If you’re ever been bored in a lecture hall or class, then there’s a good chance you’ve been at the mercy of a didactic teacher. Or worse, depending on your tolerance for hyper-focused lessons on specific details, a pedantic teacher. Or perhaps the teacher was a bit of both?
To know what type of a boring teacher you’ve been subjected to, you need to know what makes someone didactic and what makes them pedantic. The two words are often mixed up or used interchangeably as synonyms, but each has slightly different meanings and connotations when you consider the exact definitions.
What does didactic mean?
Didactic originated around 1635–45, and comes from the Greek word didaktikós, which means “apt at teaching, instructive.” When used as an adjective, didactic means “inclined to teach or lecture others too much,” as in a “didactic speaker” that slips a lesson, especially a moral one, into every speech. The word often has a negative connotation when used in this way.
The adjective can apply to more than just people. Art can be didactic as well, such as a didactic painting that is aesthetically pleasing, but that also tries to teach a social or moral message. Anything, really, that is trying to deliver a message along with its original purpose—be it clothing, architecture, food, or something else—can be described as didactic.
There’s also a second meaning that’s a lot less loaded. Didactic can refer to a style and theory of teaching that’s based on a scientific approach to education. The didactic method of teaching can be used for any subject, and simply means that the lesson is based around lectures, studies, and textbooks.
Synonyms for didactic include preachy, pedagogical, and donnish.
What does pedantic mean?
Pedantic is an adjective that means “overly concerned with minute details or formalisms, especially in teaching.” Pedantic was first recorded in 1590–1600, and comes from pedant, a noun that used to mean “schoolmaster” but grew to mean “a person who overemphasizes rules or minor details,” or “a person who adheres rigidly to book knowledge without regard to common sense.”
Today, pedantic isn’t restricted to describing teachers. You can have a pedantic coworker, for example, who always checks the punctuation in informal emails. Or maybe you have a pedantic friend who insists on correcting anyone who says they’re doing “good” instead of “well.”
Like didactic, describing someone or something as pedantic typically carries a negative connotation. It’s typically used as an adjective when you find a scrupulous focus on details annoying. Synonyms include doctrinaire.
WATCH: Is The Word "Pedantic" Good Or Bad?
How to use each word
Though didactic and pedantic have similar meanings that relate teaching and correcting, the two words aren’t always interchangeable.

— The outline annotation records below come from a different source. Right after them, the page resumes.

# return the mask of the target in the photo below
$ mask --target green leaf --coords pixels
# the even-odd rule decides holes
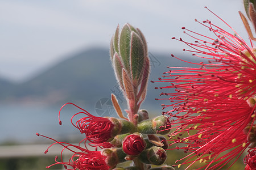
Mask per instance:
[[[119,47],[125,69],[130,72],[130,51],[131,42],[131,29],[127,24],[125,24],[120,33]]]
[[[125,88],[123,85],[122,78],[122,70],[123,66],[117,53],[115,53],[114,56],[113,65],[115,77],[119,83],[119,84],[120,85],[120,87],[124,91]]]
[[[139,35],[132,32],[130,62],[133,79],[138,80],[143,68],[145,48]]]
[[[117,26],[114,35],[114,47],[115,52],[119,53],[118,41],[119,41],[119,24]]]

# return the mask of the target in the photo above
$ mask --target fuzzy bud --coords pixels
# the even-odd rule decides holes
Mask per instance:
[[[141,31],[127,23],[119,33],[118,26],[111,40],[110,54],[125,96],[129,100],[144,100],[150,65],[147,42]]]
[[[256,31],[256,1],[243,0],[243,5],[246,15]]]
[[[243,159],[243,163],[246,165],[245,169],[256,169],[256,151],[254,149],[248,152],[248,155]]]
[[[142,135],[137,133],[126,136],[122,143],[123,151],[129,155],[139,155],[146,146]]]
[[[142,162],[156,165],[162,164],[167,158],[166,151],[162,147],[157,146],[153,146],[144,150],[139,156]]]

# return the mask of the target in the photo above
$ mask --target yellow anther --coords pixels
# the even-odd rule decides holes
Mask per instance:
[[[202,137],[202,134],[200,134],[200,135],[198,135],[198,138],[199,138],[199,139],[201,139],[201,138]]]

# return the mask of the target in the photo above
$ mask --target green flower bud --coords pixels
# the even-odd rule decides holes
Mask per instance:
[[[256,32],[256,1],[243,0],[243,5],[247,16],[251,22]],[[246,27],[247,26],[249,27],[249,25],[246,26]]]
[[[135,97],[144,100],[150,66],[147,42],[141,31],[127,23],[119,33],[118,26],[111,40],[110,54],[115,77],[125,96],[129,100]],[[125,78],[124,73],[127,75]]]
[[[105,162],[111,168],[115,168],[119,163],[126,162],[126,154],[121,148],[105,148],[101,151],[101,154],[106,157]]]
[[[138,118],[138,121],[139,122],[141,122],[143,120],[148,119],[148,113],[147,110],[145,109],[141,109],[138,112],[138,115],[139,117]]]
[[[113,137],[118,134],[133,133],[135,130],[134,125],[130,121],[119,120],[114,117],[109,117],[109,120],[114,125],[111,131],[112,136]]]
[[[255,0],[243,0],[243,6],[245,7],[245,12],[246,12],[246,15],[248,18],[250,19],[250,12],[249,12],[249,7],[250,3],[252,3],[254,9],[256,9],[256,1]]]
[[[150,168],[150,170],[175,170],[175,169],[171,166],[164,165],[161,167]]]
[[[162,147],[157,146],[153,146],[144,150],[138,157],[143,163],[156,165],[162,165],[167,158],[166,151]]]
[[[139,123],[137,129],[143,134],[166,134],[170,132],[171,125],[168,117],[160,116],[152,120],[146,120]]]

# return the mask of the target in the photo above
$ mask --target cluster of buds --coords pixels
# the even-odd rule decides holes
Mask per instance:
[[[126,24],[119,33],[118,26],[111,41],[110,57],[115,76],[127,101],[129,109],[125,111],[129,118],[123,115],[114,94],[111,95],[112,103],[120,118],[97,117],[73,103],[64,105],[72,104],[81,110],[72,116],[71,122],[85,138],[76,146],[37,133],[55,142],[50,147],[59,144],[63,150],[73,152],[66,162],[62,159],[63,150],[61,161],[56,157],[53,165],[63,164],[65,168],[69,165],[73,169],[174,169],[167,165],[151,168],[151,165],[162,165],[167,159],[168,144],[159,135],[168,134],[171,127],[167,117],[162,115],[148,120],[148,112],[139,109],[146,96],[150,73],[147,43],[141,31]],[[75,121],[78,114],[83,116]],[[84,147],[81,143],[84,143]],[[89,150],[89,147],[96,151]],[[126,161],[134,163],[126,168],[118,166]]]

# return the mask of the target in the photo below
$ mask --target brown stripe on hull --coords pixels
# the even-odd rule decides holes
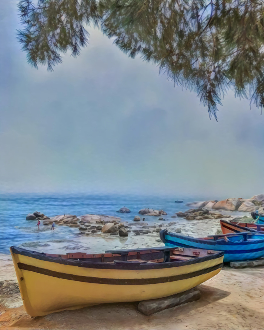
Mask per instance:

In the broadest sense, didactic refers to slipping a larger underlying moral lesson into a conversation or topic, while someone or something that is pedantic zeroes in on facts without considering the bigger picture.
Someone can be both pedantic and didactic, however. For example, a teacher who morally lectures too much while also being overly nitpicky about correcting minute facts. Yet if you plan to use the words as a description, make sure you stick with pedantic when it comes to specifics, and didactic when it comes to more general concepts.